As the dispute over reservations hits the front pages, is there a case for reservations or do the facts suggests otherwise? This week, a series of articles on the front page of the Business Standard have thrown a spanner into the reservations debate. So far, it has been assume that SCs, STs and OBCs have not got their fair share in employment and there are good reasons for reservations.
But do the facts support this or is reality different to what we actually think? That is what the Business Standard article seems to suggest. But just how accurate are they? Author of the article Surjit Bhalla is an economist and to argue against him is Praful Bidwai, a columnist. Here's how their conversation went…
Excerpts from an interview given to CNBC-TV18
A columnist, Praful Bidwai:
Q: On what grounds do you believe that reservation in the industry for the weaker section is justified?
A: We live in a completely, terribly hierarchal society where there is a huge amount of fast discrimination that a lot of people face, unless they get true equalative opportunity through affirmative action.

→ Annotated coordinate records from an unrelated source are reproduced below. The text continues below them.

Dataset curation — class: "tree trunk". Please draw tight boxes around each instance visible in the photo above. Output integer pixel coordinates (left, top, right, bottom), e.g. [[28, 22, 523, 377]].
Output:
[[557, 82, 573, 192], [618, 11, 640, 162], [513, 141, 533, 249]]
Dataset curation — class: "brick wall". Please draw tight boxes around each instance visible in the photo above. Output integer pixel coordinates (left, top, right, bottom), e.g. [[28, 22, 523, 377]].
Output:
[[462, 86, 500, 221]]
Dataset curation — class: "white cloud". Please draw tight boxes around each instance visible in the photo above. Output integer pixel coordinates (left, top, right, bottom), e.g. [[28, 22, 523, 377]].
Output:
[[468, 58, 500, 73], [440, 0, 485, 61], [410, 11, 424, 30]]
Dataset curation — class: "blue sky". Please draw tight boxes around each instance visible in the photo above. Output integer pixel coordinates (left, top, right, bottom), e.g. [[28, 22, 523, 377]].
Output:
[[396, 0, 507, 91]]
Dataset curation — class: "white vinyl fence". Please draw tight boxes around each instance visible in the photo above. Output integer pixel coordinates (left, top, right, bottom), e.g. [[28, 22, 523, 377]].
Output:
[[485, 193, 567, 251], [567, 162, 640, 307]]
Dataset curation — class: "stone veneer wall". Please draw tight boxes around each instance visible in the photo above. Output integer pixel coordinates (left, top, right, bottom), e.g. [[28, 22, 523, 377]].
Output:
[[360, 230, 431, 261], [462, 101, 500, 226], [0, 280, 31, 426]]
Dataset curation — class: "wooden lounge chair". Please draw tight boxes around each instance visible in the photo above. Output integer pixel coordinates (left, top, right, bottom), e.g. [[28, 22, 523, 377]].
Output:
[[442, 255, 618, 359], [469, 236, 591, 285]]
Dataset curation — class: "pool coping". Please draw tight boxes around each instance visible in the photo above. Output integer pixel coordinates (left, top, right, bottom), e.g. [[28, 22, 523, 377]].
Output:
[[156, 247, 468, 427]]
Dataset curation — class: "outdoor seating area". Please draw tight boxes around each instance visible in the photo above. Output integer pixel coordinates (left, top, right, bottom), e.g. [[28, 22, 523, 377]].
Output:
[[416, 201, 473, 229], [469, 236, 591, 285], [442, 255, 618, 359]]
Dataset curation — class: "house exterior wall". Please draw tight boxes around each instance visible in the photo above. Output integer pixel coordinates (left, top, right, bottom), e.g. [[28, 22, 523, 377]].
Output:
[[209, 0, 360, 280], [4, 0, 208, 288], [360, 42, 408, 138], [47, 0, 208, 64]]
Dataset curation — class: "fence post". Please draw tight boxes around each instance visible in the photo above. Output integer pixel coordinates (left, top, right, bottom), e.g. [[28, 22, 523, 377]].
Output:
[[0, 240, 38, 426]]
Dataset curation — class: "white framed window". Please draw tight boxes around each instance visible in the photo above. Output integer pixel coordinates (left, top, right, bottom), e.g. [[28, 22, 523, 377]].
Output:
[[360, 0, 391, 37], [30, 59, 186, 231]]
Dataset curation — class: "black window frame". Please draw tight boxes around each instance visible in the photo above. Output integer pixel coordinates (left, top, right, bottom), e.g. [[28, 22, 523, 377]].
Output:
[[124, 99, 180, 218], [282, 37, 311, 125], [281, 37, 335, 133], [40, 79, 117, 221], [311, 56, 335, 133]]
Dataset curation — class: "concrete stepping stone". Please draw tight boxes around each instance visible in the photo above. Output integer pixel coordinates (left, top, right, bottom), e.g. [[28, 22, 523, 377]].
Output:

They will not have access to jobs, they will not be able to compete, they will not be able to develop their human potential nor will industry be able to tap their talent. That is why we need affirmative action.
Q: By affirmative action do you mean reservations?
A: Reservations are one form of action but they are also a very effective form. I think that the SC, ST reservation experience validates the propositions that I just made. In this society, you need strong affirmative action.
Q: Would you restrict reservations to SC, STs in industry or would you extend it to cover the OBCs as well?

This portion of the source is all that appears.